It is evident to common sense, as well as philosophy, that there is no natural nor essential difference betwixt high and low, and that this distinction arises only from the gravitation of matter, which produces a motion from the one to the other.

The very same direction, which in this part of the globe is called ascent, is denominated descent in our antipodes; which can proceed from nothing but the contrary tendency of bodies.

Now it is certain, that the tendency of bodies, continually operating upon our senses, must produce, from custom, a like tendency in the fancy, and that when we consider any object situated in an ascent, the idea of its weight gives us a propensity to transport it from the place, in which it is situated, to the place immediately below it, and so on, until we come to the ground, which equally stops the body and our imagination.

For a like reason we feel a difficulty in mounting, and pass not without a kind of reluctance from the inferior to that which is situated above it; as if our ideas acquired a kind of gravity from their objects.
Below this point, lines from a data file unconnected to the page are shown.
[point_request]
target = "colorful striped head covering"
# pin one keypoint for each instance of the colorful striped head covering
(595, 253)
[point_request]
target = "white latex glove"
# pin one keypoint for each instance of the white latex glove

As a proof of this, do we not find, that the facility, which is so much studyed in music and poetry, is called the fail or cadency of the harmony or period; the idea of facility communicating to us that of descent, in the same manner as descent produces a facility?
Since the imagination, therefore, in running from low to high, finds an opposition in its internal qualities and principles, and since the soul, when elevated with joy and courage, in a manner seeks opposition, and throws itself with alacrity into any scene of thought or action, where its courage meets with matter to nourish and employ it; it follows, that everything, which invigorates and inlivens the soul, whether by touching the passions or imagination naturally conveys to the fancy this inclination for ascent, and determines it to run against the natural stream of its thoughts and conceptions.